Die Unklarheit in diesem ersten so gewichtigen Leitsatz ist wohl
beabsichtlicht, läßt sie doch noch eine traditionelle Ausdeutung
als ein Hoffen auf Gott zu als auch eine rein weltimmanente als
Prinzip Hoffnung.
Der 2. Leitsatz bestimmt nun das, was wir heute als
Substanz der traditionellen Christologie anzusehen haben! „Sein
Leben“ Jesu Christi Leben ist die „Liebeserklärung“ Gottes an
die Welt. Daß hier sein Leben steht, ist dabei von höchster
Bedeutung. Gegenüber der klassischen Unterscheidung von der Person
und dem Werk Jesu Christi wird hier er ganz auf sein Tun, sein Werk
Jesus reduziert. Daß er der Mensch gewordene Gott ist, wird so
eskamotiert. Es gilt nur noch, daß in seiner Liebespraxis das Ja
Gottes erscheint- nicht ist so die Person Jesu Christi das Erscheinen
und Sein Gottes unter uns Menschen. Nur in seiner Lebenspraxis ist
die Liebe Gottes zu uns. Was weiß dieser Leitsatz von dem
Erlösungswerk Christi zu sagen? Die Antwort ist eindeutig: nichts!
Kein Wort über Kreuz und Auferstehung, kein Wort von seinem Sitzen
zur Rechten Gottes, kein Wort über seine Wiederkunft in Herrlichkeit
zu richten die Lebenden und die Toten! Jesus hat einfach nur
verkündet- in Wort und Tat- den menschenliebenden Gott. Warum kann
das ganze Erlösungswerk Christi unerwähnt bleiben, nicht nur seine
Menschwerdung, sondern auch sein Leiden am Kreuz für uns und seine
österliche Auferstehung?
Theologiegeschichtlich Interessiere sei hier an das
berühmte Votum des protestantischen Theologen Adolf von Harnack
erinnert, daß in die Verkündigung des Jesus von Nazareth er, Jesus
selbst nicht gehöre. Vereinfacht gesagt: Jesus verkündigte den
menschenliebenden väterlichen Gott, und die Kirche machte dann aus
dem Verkünder Jesus den verkündigten Jesus Christus als Zentrum des
Evangeliums, aber in das gehört nur der Glaube an den
menschenliebenden Gottvater! Kehrt man hier zu Adolf von Harnack
zurück, indem der Christ nun als der verstanden wird, der glaubt,
daß Jesus uns wahrhaftig in Wort und Tat die Liebe Gottes zu uns
Menschen verkündet hat? Was wird nun dann aus dem eigentlichen
Erlösungswerk Christi? Es wird nicht mehr erwähnt, weil es keines
wahr! Wenn Gott einfach der alle Menschen Liebende ist, wozu sollte
dann das Kreuz Christi von Nöten sein? Es könnte doch nur das
bezeugen, was auch unabhängig vom Kreuze gilt, daß Gott die Liebe
ist, das ist der alle Menschen Liebende. Der christliche Glaube ist
so menschenfreundlich und lebensbejahend. Von einer Ausrichtung des
Glaubens auf Gott ist hier nicht mehr die Rede! Das Sich-Halten an
Jesus meint ja nur, daß wir seine Lebenspraxis der praktizierten
Nächstenliebe als für uns vorbildlich ansehen!

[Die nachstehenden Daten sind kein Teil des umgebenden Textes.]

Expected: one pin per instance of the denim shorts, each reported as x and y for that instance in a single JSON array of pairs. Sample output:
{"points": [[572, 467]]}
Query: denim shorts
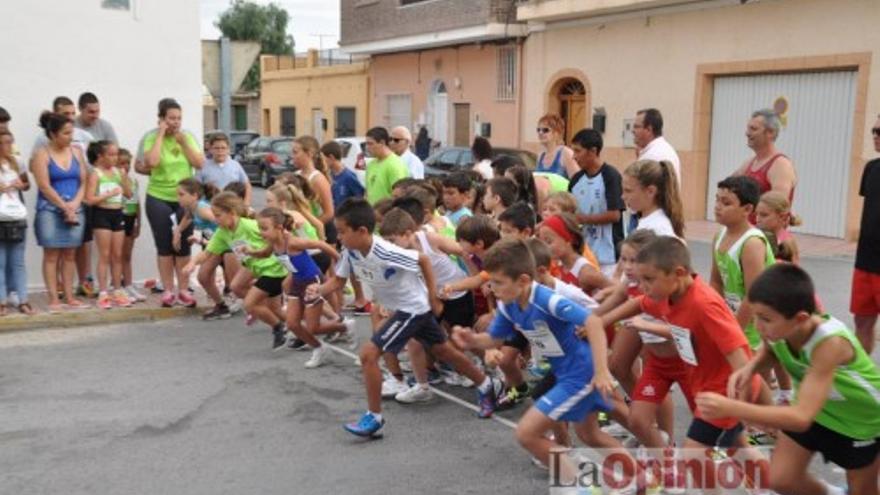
{"points": [[51, 231]]}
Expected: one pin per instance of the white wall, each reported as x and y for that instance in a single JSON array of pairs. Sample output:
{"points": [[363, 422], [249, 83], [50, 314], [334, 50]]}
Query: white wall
{"points": [[129, 59]]}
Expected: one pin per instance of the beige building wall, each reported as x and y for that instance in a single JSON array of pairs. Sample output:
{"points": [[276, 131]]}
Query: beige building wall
{"points": [[302, 84], [668, 61], [470, 75]]}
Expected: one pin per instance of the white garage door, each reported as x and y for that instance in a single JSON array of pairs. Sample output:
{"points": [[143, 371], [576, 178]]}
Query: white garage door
{"points": [[817, 137]]}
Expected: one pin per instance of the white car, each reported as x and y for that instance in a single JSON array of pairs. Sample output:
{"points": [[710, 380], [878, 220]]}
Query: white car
{"points": [[354, 155]]}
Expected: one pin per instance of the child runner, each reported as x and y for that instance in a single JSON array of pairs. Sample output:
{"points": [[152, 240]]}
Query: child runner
{"points": [[107, 185], [259, 280], [650, 190], [291, 252], [456, 193], [403, 282], [131, 214], [548, 321], [837, 412]]}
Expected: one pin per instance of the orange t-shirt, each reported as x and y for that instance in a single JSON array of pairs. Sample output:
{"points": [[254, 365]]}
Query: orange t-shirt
{"points": [[714, 334]]}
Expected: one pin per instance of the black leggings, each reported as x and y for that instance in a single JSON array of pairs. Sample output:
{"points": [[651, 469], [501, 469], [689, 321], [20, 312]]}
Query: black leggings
{"points": [[159, 215]]}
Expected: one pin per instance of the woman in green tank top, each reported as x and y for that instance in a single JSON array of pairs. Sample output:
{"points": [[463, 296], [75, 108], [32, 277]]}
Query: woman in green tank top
{"points": [[837, 406]]}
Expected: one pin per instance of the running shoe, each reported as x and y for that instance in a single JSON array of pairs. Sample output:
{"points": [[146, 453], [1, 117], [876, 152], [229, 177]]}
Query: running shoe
{"points": [[218, 312], [367, 426], [416, 393], [168, 299], [186, 299], [318, 357], [104, 300]]}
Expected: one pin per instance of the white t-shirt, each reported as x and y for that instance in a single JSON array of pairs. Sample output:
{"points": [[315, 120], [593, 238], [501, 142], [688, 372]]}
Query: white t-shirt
{"points": [[393, 274], [659, 149], [484, 167], [414, 164], [658, 222]]}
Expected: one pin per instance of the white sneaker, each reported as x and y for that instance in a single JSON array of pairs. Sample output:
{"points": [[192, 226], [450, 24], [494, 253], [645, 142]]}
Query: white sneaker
{"points": [[416, 393], [392, 386], [319, 356]]}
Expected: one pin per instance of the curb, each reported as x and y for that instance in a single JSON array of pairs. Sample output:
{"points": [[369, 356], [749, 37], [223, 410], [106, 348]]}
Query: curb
{"points": [[69, 319]]}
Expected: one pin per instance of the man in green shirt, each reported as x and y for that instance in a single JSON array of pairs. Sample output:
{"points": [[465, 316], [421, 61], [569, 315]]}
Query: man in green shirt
{"points": [[385, 169]]}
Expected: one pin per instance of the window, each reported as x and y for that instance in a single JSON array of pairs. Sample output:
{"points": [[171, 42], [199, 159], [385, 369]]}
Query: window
{"points": [[506, 73], [116, 4], [345, 122], [288, 121]]}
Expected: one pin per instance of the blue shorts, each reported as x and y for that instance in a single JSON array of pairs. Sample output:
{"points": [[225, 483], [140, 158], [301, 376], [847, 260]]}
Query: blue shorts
{"points": [[51, 231], [401, 327], [571, 400]]}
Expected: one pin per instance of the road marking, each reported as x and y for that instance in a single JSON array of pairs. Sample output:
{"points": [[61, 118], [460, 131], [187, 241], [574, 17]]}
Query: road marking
{"points": [[445, 395]]}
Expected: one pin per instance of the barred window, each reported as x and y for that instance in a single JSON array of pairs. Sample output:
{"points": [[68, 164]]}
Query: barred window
{"points": [[506, 73]]}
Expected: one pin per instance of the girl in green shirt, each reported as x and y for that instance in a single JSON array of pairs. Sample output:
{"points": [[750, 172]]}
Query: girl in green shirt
{"points": [[241, 235], [837, 405]]}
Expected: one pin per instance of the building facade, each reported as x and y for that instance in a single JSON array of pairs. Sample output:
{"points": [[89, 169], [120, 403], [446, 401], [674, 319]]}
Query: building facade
{"points": [[452, 66], [707, 65], [317, 95]]}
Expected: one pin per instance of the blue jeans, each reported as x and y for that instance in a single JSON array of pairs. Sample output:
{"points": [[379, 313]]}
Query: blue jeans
{"points": [[13, 276]]}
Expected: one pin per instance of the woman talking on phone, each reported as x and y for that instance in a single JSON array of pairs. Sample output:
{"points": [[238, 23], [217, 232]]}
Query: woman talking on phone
{"points": [[169, 155]]}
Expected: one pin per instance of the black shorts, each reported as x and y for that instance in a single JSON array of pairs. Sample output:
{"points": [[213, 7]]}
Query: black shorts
{"points": [[400, 327], [842, 450], [708, 434], [159, 215], [107, 219], [270, 285], [128, 223], [459, 311]]}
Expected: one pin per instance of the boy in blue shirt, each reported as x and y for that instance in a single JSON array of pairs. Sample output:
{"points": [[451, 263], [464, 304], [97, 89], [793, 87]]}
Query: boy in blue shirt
{"points": [[549, 321]]}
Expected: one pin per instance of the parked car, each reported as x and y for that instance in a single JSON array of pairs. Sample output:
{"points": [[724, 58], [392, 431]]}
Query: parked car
{"points": [[237, 141], [354, 155], [265, 158], [454, 158]]}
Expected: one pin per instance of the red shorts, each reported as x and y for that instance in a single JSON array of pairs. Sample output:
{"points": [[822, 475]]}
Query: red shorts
{"points": [[658, 375], [865, 295]]}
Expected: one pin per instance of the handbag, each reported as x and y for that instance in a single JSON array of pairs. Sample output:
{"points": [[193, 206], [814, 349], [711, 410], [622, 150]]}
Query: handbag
{"points": [[11, 207]]}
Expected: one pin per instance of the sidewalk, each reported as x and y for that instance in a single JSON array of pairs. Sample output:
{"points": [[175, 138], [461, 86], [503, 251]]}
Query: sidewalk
{"points": [[813, 246]]}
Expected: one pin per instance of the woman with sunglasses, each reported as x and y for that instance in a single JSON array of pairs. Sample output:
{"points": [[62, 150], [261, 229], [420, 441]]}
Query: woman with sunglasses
{"points": [[556, 157]]}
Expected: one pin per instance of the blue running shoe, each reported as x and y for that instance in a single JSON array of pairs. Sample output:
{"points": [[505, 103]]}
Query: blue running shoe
{"points": [[367, 426]]}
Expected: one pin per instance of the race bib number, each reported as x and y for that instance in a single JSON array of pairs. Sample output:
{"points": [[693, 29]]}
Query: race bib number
{"points": [[544, 340], [682, 338]]}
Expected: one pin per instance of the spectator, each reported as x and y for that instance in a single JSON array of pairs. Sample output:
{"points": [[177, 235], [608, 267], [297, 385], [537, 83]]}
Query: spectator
{"points": [[598, 190], [399, 143], [648, 136], [60, 174], [865, 298], [385, 168], [769, 167], [550, 129], [170, 154], [90, 119], [13, 227], [423, 143], [221, 169], [482, 151]]}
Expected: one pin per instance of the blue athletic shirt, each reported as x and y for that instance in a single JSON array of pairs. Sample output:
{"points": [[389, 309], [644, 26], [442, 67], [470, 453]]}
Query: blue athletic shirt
{"points": [[549, 324]]}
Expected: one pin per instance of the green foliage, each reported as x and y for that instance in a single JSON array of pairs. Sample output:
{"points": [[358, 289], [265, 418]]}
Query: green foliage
{"points": [[245, 20]]}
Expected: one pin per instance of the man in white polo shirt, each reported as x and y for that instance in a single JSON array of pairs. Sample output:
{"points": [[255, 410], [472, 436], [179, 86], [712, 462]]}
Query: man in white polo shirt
{"points": [[648, 136]]}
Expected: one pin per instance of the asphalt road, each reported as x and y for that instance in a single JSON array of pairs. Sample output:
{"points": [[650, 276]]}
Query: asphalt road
{"points": [[185, 406]]}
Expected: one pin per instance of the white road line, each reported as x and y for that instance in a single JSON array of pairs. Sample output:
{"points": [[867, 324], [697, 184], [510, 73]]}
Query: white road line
{"points": [[447, 396]]}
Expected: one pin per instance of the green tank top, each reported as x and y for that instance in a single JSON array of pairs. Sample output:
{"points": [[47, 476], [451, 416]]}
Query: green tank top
{"points": [[853, 405], [557, 182], [107, 183], [730, 268]]}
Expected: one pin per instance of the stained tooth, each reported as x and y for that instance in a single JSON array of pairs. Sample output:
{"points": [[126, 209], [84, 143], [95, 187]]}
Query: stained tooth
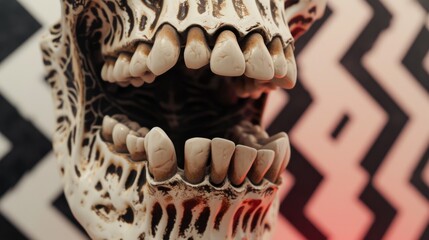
{"points": [[120, 132], [197, 151], [263, 162], [135, 146], [259, 64], [289, 80], [107, 128], [279, 59], [241, 163], [197, 52], [227, 58], [221, 153], [161, 154], [165, 51], [121, 71], [280, 147]]}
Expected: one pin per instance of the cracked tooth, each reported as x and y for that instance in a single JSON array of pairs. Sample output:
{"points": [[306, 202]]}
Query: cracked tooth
{"points": [[289, 80], [161, 154], [135, 146], [279, 59], [242, 161], [263, 162], [227, 58], [165, 51], [280, 147], [120, 132], [197, 52], [197, 151], [259, 64], [221, 154], [121, 71], [107, 128]]}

Würde nicht jeder monotheistisch Glaubender dem
zustimme können, daß der eine Gott uns zur Liebe zu allen Menschen
verpflichtet, weil sie alle Geschöpfe Gottes sind? Es steht da zwar
, daß es sich um ein Sichausrichten auf Jesu Christi Lebenspraxis
handelt, aber nur so, wie dies seit der Aufklärung im Geiste
Immanuel Kants gemeint ist: Jesus als moralisches Vorbild für
praktizierte Humanität. Alles spezifisch Christliche ist dabei
gestrichen und es bleibt nur ein religiöser Humanitarismus (so
Arnold Gehlen) übrig.
Der dritte Leitsatz ist der Tradition des Hl.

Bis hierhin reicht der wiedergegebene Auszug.